Need info on Spyware Cease

Discussion in 'malware problems & news' started by ohblu, Aug 7, 2009.

Thread Status:
Not open for further replies.
  1. ohblu

    ohblu Registered Member

    Joined:
    Jul 26, 2008
    Posts:
    79
    Location:
    Colorado
    My grandmother called me today saying her computer is broken (again). Apparently she downloaded some sort of registry cleaning/fixing software that came with Spyware Cease (or vice versa). She was in the middle of scanning her computer with these programs, they had found some problems, she minimized the window and then I guess her computer locked up. She says she rebooted it about six times. I'm not sure if it's her whole computer that isn't working correctly or just AOL (she's very confusing). I know she said she couldn't get AOL to work. She also said these products were recommended by AOL (whatever that means). For all I know, she could've seen an advertisement on AOL's website.

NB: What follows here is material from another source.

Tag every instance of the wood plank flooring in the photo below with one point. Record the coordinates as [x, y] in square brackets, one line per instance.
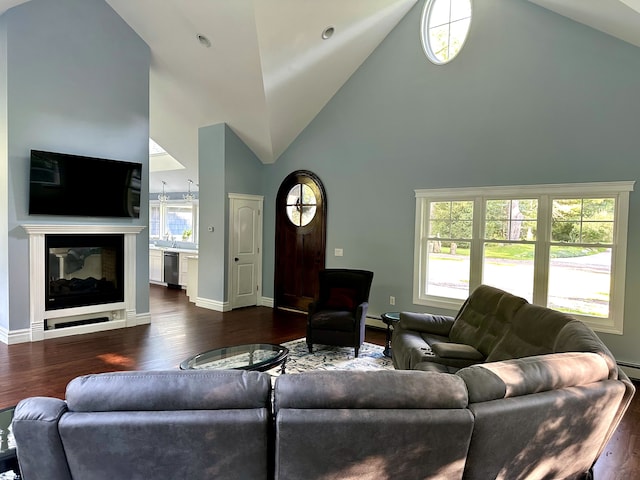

    Does anyone know anything about Spyware Cease and a registry program that might come with it? I've tried searching about this product but it looks like some people think it's legitimate and others think it's not. So I don't know what to think. It might help my grandmother's computer problem if I knew a little more about these programs.
     
  2. Franklin

    Franklin Registered Member

    Joined:
    May 12, 2005
    Posts:
    2,517
    Location:
    West Aussie
  3. the Tester

    the Tester Registered Member

    Joined:
    Jul 28, 2002
    Posts:
    2,854
    Location:
    The Gateway to the Blue Hills,WI.
    Edited.
    *** I see Franklin found it listed as a rogue before I posted.
     
  4. prairie dog

    prairie dog Registered Member

    Joined:
    Jun 9, 2009
    Posts:
    129
    Have a look at this spybot S&D thread. I would get it off her system
     
  5. ohblu

    ohblu Registered Member

    Joined:
    Jul 26, 2008
    Posts:
    79
    Location:
    Colorado
    Thanks. I'll get that off as soon as I can. I have a couple more questions though.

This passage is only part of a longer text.